Though I never spent much time in the Trade Center buildings, I vividly recall walking through the lower concourse of one of the towers (I don't know that I ever knew which number tower it was), from the #1 Train to the escalators that provided access to the glass bridge over the West Side Highway to the wide, inviting stairs down to into the Winter Garden.  Pre-9/11, I was a frequent Winter Garden visitor (for the annual Orchid Show; for Christmas holiday concerts; dance and jazz recitals; photo exhibits and other museum-quality shows).  I often brought Brazilian cousins and other out-of-towners through to show them the glass-domed space and the "way upscale" boat basin just outside. 
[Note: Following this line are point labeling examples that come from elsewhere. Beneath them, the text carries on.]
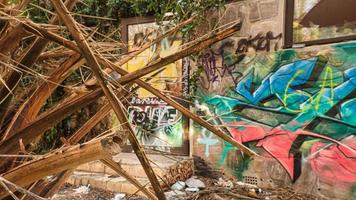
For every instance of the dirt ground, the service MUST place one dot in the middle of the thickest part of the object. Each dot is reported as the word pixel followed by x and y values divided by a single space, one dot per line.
pixel 69 192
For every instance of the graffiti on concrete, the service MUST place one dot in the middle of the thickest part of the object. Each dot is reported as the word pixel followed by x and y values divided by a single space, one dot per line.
pixel 158 125
pixel 296 109
pixel 220 63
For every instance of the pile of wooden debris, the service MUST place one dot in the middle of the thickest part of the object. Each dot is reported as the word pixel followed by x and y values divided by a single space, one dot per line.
pixel 25 45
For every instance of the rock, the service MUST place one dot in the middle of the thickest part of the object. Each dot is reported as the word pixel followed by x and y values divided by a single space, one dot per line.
pixel 252 193
pixel 82 189
pixel 174 194
pixel 225 183
pixel 119 196
pixel 192 189
pixel 179 185
pixel 195 183
pixel 245 185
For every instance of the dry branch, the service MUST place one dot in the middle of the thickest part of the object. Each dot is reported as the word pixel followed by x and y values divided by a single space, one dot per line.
pixel 104 62
pixel 116 105
pixel 61 160
pixel 28 59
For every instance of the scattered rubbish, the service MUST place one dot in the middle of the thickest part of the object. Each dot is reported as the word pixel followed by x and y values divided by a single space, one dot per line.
pixel 195 183
pixel 119 196
pixel 174 194
pixel 192 189
pixel 82 189
pixel 179 185
pixel 245 185
pixel 224 183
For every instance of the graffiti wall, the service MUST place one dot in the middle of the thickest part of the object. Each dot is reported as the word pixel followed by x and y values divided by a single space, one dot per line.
pixel 297 107
pixel 156 124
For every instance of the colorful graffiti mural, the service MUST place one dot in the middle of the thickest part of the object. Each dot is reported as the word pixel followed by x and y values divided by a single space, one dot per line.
pixel 295 106
pixel 156 124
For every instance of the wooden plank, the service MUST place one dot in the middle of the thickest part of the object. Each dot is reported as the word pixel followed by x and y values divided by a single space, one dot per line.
pixel 88 54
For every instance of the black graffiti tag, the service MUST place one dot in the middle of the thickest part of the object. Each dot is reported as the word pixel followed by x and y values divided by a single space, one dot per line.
pixel 260 43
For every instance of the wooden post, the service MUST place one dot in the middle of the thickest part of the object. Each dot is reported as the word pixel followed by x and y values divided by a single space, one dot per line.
pixel 60 160
pixel 148 87
pixel 68 20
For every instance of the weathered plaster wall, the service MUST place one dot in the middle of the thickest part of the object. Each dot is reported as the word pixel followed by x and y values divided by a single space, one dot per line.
pixel 295 107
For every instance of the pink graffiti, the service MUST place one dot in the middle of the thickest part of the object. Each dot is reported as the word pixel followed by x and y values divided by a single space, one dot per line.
pixel 331 164
pixel 278 143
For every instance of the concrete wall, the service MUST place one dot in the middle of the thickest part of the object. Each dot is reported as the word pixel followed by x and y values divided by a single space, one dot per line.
pixel 294 107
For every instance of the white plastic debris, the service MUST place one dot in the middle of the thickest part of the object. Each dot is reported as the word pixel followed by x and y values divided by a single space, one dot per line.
pixel 195 183
pixel 224 183
pixel 82 189
pixel 247 185
pixel 192 189
pixel 119 196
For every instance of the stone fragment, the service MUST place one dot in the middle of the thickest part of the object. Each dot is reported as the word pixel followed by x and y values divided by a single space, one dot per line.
pixel 179 185
pixel 192 189
pixel 195 183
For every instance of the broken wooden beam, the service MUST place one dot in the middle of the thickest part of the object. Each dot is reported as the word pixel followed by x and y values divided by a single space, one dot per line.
pixel 104 62
pixel 62 159
pixel 74 30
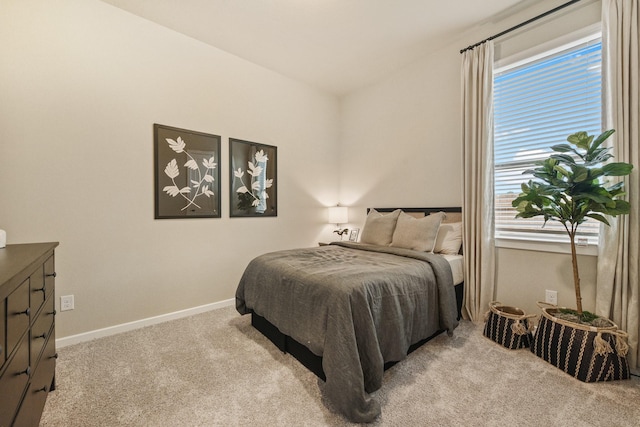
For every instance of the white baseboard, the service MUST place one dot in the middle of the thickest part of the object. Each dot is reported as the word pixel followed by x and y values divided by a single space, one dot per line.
pixel 124 327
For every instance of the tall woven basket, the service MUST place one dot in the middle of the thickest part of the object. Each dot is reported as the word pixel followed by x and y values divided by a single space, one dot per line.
pixel 508 326
pixel 585 352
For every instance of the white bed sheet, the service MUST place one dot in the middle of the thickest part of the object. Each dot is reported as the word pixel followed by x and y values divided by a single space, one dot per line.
pixel 457 267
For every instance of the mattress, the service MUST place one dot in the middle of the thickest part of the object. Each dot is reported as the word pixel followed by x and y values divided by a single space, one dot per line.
pixel 457 267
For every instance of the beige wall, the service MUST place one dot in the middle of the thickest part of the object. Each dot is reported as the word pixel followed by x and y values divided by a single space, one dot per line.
pixel 81 85
pixel 402 147
pixel 83 82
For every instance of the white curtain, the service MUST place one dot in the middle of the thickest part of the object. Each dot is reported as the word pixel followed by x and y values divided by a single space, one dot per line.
pixel 477 205
pixel 617 280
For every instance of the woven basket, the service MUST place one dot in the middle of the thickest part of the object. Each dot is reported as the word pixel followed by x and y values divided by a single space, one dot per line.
pixel 508 326
pixel 585 352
Nature Girl, her infant daughter (Junior Miss, or NG the Younger, who you may recall as a participant in the second day of this walk) and I grooved in the hot summer sun to the soothing and, by that time, nostalgia-inducing sounds of Southside Johnny and the Asbury Dukes, just in front of the yachts and racers (an admittedly odd setting for these "hard blues" rockers).  The OG and I braved Fourth of July fireworks with some San Francisco friends from here.The crowds were too much for the claustrophobic OG and he bailed before the display lit the sky.  Of course, when we lived only a few short subway stops north, bailing was much easier to do.  The entire World Financial Center complex, save the aforementioned glass bridge, looks eerily exactly as it did before the world exploded. 


There is some very personal comfort in this for me, as my mother (who passed away in January of 2001) loved this area -- she often said it was the only part of New York City she'd ever consider living in.  It would have been doubly sad for me if she and the part of the city she actually admitted to liking had disappeared so soon one after the other.